Pedro Almodóvar sabe usar cores como ninguém. Cada um de seus filmes – em menor ou maior grau – é capaz de hipnotizar o espectador só pela maneira como ele dispõe do verde, do vermelho, do amarelo, do azul e assim por diante em tonalidades pouco usuais em fotografia cinematográfica. E, em O Quarto ao Lado, filme que lida essencialmente com a mortalidade e que tem uma das protagonistas morrendo de câncer, é impressionante como ele não só não abre mão de sua assinatura visual, como a utiliza de maneira absolutamente elegante, amplificando cada quadro e injetando vida a cada sequência de seu aclamado primeiro filme em língua inglesa que lhe valeu o Leão de Ouro de Melhor Filme no 81º Festival de Veneza, também o primeiro em sua impressionante carreira.
É natural que um cineasta já com 75 anos e sensível como Almodóvar use sua arte para contemplar a morte e, aqui, ele mergulha de cabeça na temática ao reunir duas amigas que não se viam há muitos anos em razão de uma delas estar próxima da morte. Julianne Moore vive Ingrid, uma escritora de sucesso que, quando descobre que Martha (Tilda Swinton), uma ex-correspondente de guerra, está passando por tratamento contra o câncer, não hesita em visitá-la no hospital, algo que, no decorrer da narrativa, torna-se uma constante na vida das duas que passam a trocar lembranças de vários períodos de suas respectivas vidas. No entanto, com o tratamento não dando o resultado esperado, Martha decide pela eutanásia (que é ilegal nos EUA) por meio de uma pílula adquirida por meios escusos e pede para que Ingrid a acompanhe em seu último e idílico retiro em uma casa alugada como sua companhia e a pessoa que estará no “quarto ao lado” quando a morte vier.

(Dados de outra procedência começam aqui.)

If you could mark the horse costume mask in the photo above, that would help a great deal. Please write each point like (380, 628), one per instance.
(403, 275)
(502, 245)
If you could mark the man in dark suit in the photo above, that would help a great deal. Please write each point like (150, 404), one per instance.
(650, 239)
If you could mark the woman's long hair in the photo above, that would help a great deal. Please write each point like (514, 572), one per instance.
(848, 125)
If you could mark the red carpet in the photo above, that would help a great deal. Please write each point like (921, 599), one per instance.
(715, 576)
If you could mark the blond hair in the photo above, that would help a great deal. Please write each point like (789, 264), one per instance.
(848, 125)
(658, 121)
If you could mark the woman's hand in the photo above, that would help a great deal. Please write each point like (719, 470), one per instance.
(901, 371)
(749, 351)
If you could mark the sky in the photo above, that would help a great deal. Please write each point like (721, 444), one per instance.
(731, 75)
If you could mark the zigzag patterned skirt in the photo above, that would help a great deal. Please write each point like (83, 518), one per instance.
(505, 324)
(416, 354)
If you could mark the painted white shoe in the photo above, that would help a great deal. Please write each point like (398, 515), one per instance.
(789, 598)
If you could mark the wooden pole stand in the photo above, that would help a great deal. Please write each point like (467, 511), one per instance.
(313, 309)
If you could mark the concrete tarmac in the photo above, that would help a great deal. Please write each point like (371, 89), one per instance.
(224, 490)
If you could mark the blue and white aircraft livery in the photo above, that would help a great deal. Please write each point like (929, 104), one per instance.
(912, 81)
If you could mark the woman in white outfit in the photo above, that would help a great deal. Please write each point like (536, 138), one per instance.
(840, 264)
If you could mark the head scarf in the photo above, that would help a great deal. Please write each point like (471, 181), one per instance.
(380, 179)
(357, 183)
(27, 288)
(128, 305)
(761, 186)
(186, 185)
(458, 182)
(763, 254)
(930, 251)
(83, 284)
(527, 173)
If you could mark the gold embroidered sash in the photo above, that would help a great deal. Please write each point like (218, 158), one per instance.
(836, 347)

Entre as reminiscências da juventude, especialmente o misto de tristeza e orgulho que Martha sente em relação à sua filha com quem tem pouquíssimo contato, as duas mulheres maduras tornam-se melhores amigas mais uma vez, com Ingrid sendo obrigada a enfrentar o medo da morte que, coincidentemente, fora o tema de seu último livro. No entanto, o que poderia ser um filme carregado de melancolia, de finalismo, de dor e de tristeza, o roteiro de Almodóvar, baseado no romance O que Você Está Enfrentando da autora americana Sigrid Nunez, que foi publicado em 2020, transforma, ao revés, em uma celebração da vida, ou, talvez mais corretamente afirmando, das imperfeições e experiências positivas e negativas que formam, em cada um de nós, o que esperamos ser uma vida bem vivida. Não se trata de uma obra feita para chorar por Martha, mas sim para admirar sua decisão inamovível e para compreender que, quando chega a hora, talvez seja melhor escolher como ir.
Em uma das mais inspiradas escalações dos últimos tempos, Almodóvar usa o tipo físico de Tilda Swinton – alta, muito magra e pele muito branca – para criar uma personagem vivamente adoecida, se é que posso usar essa contradição em termos. O trabalho da equipe de maquiagem, suave, delicado e que pontualmente acentua as características da atriz que parecem existir para esse papel é exemplar e faz de Swinton uma das mais elegantes moribundas da Sétima Arte, algo que é amplificado por figurinos naturais, lógicos para a personagem que é construída, mas que fazem uso generoso das mencionadas cores “almodovarianas”. E, claro, a atriz está muito bem no papel, combinando à perfeição doses iguais de fleuma e aceitação da condição de sua personagem que só são quebradas pela conexão que sente em relação à Ingrid, algo que talvez ela não esperasse. E, claro, a personagem de Moore funciona como a antítese de Martha, emocional e tensa, mas que, também, com a reaproximação e com as reminiscências trocadas entre elas, encontra algo como uma nova dimensão para sua própria vida.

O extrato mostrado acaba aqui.